Aiello resurfaced in the news in October 2009, when he was arrested during a clandestine mafia summit in San Pietro Clarenza. The gathering, reportedly led by Santo La Causa, one of Italy's most wanted fugitives, was believed to be a strategic meeting of the Santapaola Mafia clan aimed at countering the rise of the rival Cappello clan.

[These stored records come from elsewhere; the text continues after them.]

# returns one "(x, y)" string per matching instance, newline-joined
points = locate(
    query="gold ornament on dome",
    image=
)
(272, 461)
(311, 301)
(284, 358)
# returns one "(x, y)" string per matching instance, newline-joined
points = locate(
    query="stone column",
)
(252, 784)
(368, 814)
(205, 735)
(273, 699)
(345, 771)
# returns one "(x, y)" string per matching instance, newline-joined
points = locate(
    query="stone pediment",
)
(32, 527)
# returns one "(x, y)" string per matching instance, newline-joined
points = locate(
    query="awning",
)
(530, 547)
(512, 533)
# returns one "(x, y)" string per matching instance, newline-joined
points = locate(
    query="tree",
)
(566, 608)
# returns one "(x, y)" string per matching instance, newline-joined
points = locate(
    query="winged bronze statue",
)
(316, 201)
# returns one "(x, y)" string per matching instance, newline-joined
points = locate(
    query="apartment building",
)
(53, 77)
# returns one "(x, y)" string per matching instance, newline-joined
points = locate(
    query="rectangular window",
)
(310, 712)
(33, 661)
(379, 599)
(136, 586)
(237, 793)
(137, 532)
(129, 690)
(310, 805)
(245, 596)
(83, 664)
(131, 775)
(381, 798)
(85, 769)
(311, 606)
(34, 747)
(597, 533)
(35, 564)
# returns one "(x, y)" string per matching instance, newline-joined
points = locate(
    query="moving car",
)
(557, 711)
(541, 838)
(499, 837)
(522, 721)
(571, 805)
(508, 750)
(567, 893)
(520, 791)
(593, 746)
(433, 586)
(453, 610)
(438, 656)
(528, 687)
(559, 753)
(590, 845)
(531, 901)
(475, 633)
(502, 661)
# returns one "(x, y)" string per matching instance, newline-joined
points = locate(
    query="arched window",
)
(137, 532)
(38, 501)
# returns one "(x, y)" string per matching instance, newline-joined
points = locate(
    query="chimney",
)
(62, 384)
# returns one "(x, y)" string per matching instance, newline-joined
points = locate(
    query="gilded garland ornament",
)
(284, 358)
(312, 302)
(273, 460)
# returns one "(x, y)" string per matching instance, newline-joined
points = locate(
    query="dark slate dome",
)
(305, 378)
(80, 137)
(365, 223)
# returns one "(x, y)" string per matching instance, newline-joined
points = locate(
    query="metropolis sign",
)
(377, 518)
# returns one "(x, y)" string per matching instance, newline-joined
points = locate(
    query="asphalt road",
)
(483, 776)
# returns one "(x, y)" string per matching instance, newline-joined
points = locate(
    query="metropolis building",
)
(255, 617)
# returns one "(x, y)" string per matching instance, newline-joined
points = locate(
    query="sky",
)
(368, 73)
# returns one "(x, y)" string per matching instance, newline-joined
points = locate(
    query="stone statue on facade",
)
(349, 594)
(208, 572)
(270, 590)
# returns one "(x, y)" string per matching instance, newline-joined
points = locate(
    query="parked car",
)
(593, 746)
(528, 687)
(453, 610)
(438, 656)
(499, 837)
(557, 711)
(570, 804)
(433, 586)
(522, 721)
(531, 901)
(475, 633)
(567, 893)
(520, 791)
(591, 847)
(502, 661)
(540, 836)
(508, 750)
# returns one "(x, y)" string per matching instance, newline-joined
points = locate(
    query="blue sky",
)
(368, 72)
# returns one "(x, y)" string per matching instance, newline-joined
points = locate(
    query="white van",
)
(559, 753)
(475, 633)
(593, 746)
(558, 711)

In 2017, Aiello was sentenced to life imprisonment for the double homicide of Angelo Santapaola and his driver-bodyguard Nicola Sedici, murdered in a disused slaughterhouse along the Catania–Gela road. Currently incarcerated at the Bancali prison, he was temporarily transferred to Rebibbia due to health-related concerns. In 2018, Aiello was involved in an altercation with a correctional officer following a cell inspection, leading to charges of insulting and resisting a public official. While prosecutors claimed he threatened the officer with a mop, Aiello maintained he was simply inquiring about the removal of personal items and felt provoked by the officer's behaviour.

Even behind bars, Aiello reportedly continued to exert influence within the Cosa Nostra. Testimonies from the cooperating witness Carmelo Aldo Navarria revealed that Aiello sent handwritten letters to communicate strategic directives, avoiding traditional mafia "pizzini." One such letter warned Navarria that the Monte Po faction did not align with the official Santapaola line, reinforcing the authority of Vincenzo Santapaola, Nitto's son. Aiello's messages influenced shifts in loyalty and operational decisions within the clan, underscoring his enduring role in the organisation's inner workings.